David Fincher Says ‘Joker’ Would Never Have Happened Without ‘The Dark Knight’

Joker

Ever wondered why we’re seeing so many reboots, sequels and spin-off announcements? Well, according to director David Fincher (Gone Girl) it all comes down to the green stuff  — money.

In fact, Fincher is of the strict belief that Joaquin Phoenix’s turn as Joker may never have been green-lit if it wasn’t for Heath Ledger’s stellar and money-making performance in The Dark Knight.

“Nobody would have thought they had a shot at a giant hit with Joker had The Dark Knight not been as massive as it was,” Fincher told The Telegraph in a new interview.

According to the acclaimed filmmaker, the movie, which won five awards (including Best Actor at the Oscars), didn’t “look like a superhero blockbuster” and that “Hollywood has no further interest in mid-tier films”.
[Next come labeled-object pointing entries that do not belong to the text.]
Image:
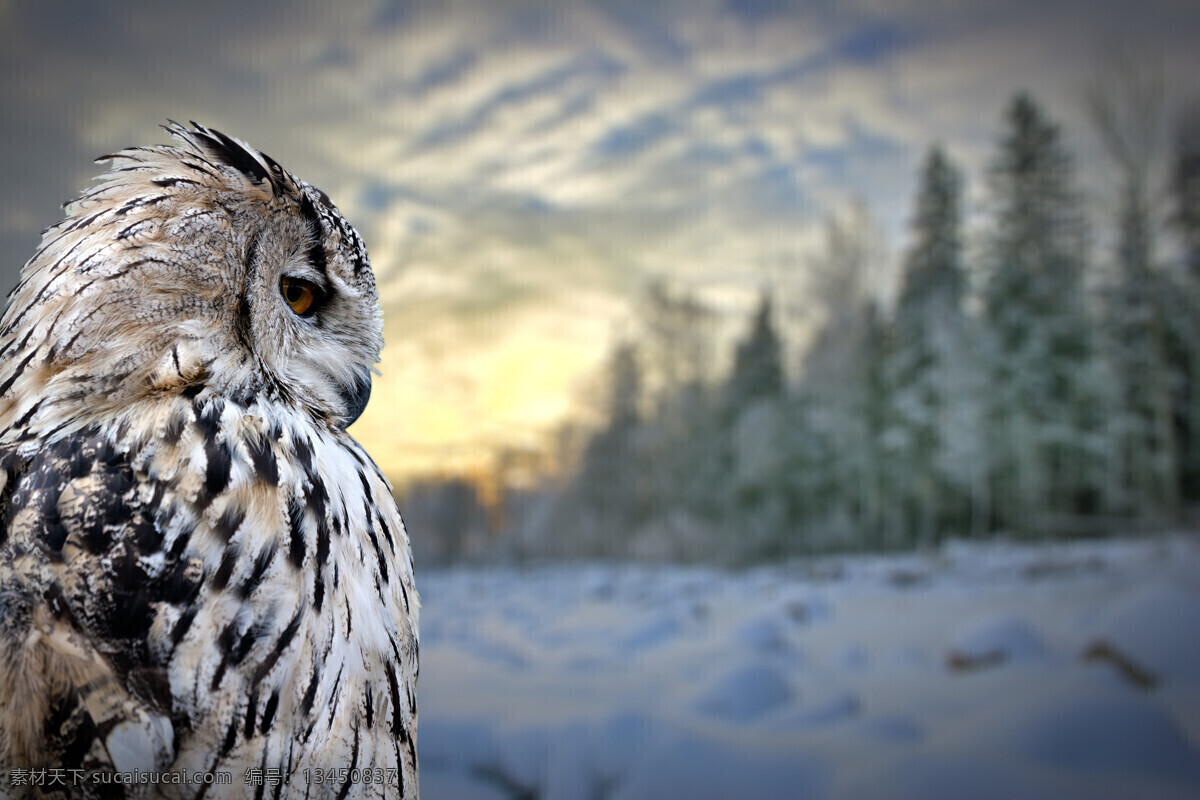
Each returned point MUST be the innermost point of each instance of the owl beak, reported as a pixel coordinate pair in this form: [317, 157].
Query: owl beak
[355, 396]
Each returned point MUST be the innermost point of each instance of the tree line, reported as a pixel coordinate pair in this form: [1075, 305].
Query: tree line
[1038, 380]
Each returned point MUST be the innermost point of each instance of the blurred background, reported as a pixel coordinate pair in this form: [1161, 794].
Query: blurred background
[771, 388]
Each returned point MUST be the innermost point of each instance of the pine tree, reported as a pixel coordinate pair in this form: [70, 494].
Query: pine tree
[930, 354]
[1186, 185]
[1183, 300]
[1033, 295]
[757, 361]
[1127, 110]
[606, 486]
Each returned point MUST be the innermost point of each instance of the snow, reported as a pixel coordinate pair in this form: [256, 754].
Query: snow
[973, 671]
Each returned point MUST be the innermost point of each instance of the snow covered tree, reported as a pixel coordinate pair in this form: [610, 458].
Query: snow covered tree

“I’m sure that Warner Bros thought at a certain price, and with the right cast, and with De Niro coming along for the ride, it would be a possible double or triple,” he said. “But I cannot imagine that movie would have been released had it been 1999.”
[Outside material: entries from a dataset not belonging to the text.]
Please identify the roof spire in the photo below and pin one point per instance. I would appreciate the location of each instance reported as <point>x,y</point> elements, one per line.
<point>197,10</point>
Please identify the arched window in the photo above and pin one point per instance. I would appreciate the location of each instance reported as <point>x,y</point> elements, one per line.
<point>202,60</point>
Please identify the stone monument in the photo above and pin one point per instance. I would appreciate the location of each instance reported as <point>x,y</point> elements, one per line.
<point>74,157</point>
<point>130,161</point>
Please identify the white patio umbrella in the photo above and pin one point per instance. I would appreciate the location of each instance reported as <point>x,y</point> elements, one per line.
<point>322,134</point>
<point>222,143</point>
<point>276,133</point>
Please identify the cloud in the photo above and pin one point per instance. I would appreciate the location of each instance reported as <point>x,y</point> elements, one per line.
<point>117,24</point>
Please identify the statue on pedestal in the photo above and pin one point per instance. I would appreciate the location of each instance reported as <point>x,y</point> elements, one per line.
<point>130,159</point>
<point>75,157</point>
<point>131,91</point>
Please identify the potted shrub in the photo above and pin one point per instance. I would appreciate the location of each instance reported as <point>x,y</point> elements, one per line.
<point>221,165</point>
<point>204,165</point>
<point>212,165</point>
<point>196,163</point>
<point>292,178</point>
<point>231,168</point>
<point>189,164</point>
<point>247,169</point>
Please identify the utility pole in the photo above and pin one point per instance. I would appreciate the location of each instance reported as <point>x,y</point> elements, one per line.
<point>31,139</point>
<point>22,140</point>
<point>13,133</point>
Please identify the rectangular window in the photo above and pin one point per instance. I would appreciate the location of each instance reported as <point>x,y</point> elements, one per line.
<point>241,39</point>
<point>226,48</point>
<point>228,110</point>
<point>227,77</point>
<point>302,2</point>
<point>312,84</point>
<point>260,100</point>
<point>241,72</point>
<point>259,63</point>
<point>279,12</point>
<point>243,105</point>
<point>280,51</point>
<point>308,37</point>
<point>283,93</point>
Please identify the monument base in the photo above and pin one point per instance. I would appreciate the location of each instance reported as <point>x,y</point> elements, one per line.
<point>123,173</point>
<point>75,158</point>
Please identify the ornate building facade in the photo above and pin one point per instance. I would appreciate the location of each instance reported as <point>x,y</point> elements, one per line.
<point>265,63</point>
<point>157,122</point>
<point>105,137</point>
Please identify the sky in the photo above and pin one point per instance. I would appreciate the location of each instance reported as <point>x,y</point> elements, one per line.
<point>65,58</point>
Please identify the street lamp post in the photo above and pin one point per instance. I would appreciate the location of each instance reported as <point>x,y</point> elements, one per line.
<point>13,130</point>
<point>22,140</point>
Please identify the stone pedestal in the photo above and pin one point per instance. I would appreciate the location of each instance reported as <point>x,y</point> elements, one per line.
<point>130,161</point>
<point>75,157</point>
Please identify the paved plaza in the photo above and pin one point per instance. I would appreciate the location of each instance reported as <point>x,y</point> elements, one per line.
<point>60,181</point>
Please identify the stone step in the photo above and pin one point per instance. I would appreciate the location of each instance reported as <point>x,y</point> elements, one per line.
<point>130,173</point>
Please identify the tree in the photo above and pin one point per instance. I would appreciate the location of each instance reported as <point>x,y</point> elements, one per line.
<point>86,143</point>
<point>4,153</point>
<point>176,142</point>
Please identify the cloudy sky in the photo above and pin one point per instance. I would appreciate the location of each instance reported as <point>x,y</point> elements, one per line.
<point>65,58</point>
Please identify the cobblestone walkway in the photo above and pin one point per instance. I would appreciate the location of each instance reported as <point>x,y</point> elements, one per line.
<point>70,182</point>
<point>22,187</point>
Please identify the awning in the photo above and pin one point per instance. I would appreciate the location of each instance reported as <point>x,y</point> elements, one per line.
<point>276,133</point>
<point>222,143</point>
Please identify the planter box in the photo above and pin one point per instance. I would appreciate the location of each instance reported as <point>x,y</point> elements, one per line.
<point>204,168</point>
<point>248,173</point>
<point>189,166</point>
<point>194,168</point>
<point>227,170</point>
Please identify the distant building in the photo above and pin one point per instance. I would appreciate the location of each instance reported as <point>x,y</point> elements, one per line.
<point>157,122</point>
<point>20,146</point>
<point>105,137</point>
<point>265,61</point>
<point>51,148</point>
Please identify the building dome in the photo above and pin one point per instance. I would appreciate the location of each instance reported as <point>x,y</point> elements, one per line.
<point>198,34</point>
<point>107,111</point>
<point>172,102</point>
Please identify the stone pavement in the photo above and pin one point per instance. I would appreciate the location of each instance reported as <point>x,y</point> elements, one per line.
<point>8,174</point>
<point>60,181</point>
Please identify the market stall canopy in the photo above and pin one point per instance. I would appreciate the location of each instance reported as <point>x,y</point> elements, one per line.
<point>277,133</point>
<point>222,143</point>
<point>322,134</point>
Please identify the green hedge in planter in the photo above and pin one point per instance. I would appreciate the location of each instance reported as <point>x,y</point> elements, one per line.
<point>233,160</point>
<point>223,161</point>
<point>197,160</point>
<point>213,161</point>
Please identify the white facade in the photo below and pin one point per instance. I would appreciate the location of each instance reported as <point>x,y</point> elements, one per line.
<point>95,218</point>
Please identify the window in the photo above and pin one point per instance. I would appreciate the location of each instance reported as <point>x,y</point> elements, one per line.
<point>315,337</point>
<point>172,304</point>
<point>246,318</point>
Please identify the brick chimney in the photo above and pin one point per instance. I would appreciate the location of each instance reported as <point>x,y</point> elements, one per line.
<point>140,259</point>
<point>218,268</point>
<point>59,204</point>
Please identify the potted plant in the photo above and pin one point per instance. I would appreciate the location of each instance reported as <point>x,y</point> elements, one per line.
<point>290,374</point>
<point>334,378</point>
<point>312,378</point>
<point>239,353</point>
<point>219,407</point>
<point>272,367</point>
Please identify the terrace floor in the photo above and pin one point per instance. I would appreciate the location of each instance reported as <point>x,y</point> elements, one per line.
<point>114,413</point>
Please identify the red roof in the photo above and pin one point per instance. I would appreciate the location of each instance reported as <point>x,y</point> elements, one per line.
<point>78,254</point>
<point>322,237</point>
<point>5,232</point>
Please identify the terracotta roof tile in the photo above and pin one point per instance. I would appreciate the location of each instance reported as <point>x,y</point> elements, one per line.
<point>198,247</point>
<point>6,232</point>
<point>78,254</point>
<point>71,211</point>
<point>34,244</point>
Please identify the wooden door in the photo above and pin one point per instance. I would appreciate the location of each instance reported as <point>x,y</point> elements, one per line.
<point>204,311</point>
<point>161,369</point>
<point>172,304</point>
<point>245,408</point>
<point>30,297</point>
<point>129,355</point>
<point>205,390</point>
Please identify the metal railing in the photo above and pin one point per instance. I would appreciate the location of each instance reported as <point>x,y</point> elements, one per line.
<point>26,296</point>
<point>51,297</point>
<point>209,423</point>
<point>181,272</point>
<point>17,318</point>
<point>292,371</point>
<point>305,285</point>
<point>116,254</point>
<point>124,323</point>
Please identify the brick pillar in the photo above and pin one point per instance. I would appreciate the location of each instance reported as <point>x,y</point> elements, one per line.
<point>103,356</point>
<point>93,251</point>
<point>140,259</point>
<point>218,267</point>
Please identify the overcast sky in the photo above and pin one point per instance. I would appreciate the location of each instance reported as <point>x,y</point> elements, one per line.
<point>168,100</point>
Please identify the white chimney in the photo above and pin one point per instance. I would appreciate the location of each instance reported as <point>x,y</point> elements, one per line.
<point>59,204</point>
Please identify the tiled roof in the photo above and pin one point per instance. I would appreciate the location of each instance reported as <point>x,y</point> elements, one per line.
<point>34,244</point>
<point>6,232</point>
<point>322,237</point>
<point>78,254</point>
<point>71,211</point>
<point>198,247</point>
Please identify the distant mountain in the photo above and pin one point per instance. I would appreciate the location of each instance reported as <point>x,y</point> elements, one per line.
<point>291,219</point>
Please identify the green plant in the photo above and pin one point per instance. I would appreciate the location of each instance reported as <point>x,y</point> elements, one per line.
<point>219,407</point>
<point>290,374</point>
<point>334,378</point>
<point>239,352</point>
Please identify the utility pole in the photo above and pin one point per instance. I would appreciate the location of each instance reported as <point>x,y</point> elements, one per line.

But it wasn’t just the monetary aspect that Fincher took issue with. In fact, it was Joker’s battle with mental health that he thought would never have been turned into a film.

“I don’t think ­anyone would have looked at that material and thought, ‘Yeah, let’s take Travis Bickle [‘Taxi Driver’] and Rupert Pupkin [‘The King of Comedy’] and conflate them, then trap him in a betrayal of the mentally ill, and trot it out for a billion dollars’,” he added.

Fincher went on to say that streaming had changed the film industry and when making theatrical films explicitly for the big screen, a very different approach was now taken. Only the huge blockbusters were worth putting up there.

“What the streamers are doing is providing a platform for the kind of cinema that actually reflects our culture and wrestles with big ideas: where things are, what people are anxious and unsure about,” he said before adding that those were the types of movies that would have been “dead on arrival five years ago”.

Joker went on to earn more than $1 billion at the box office — with an R-rating — and dominated the Oscars with 11 nominations and two wins.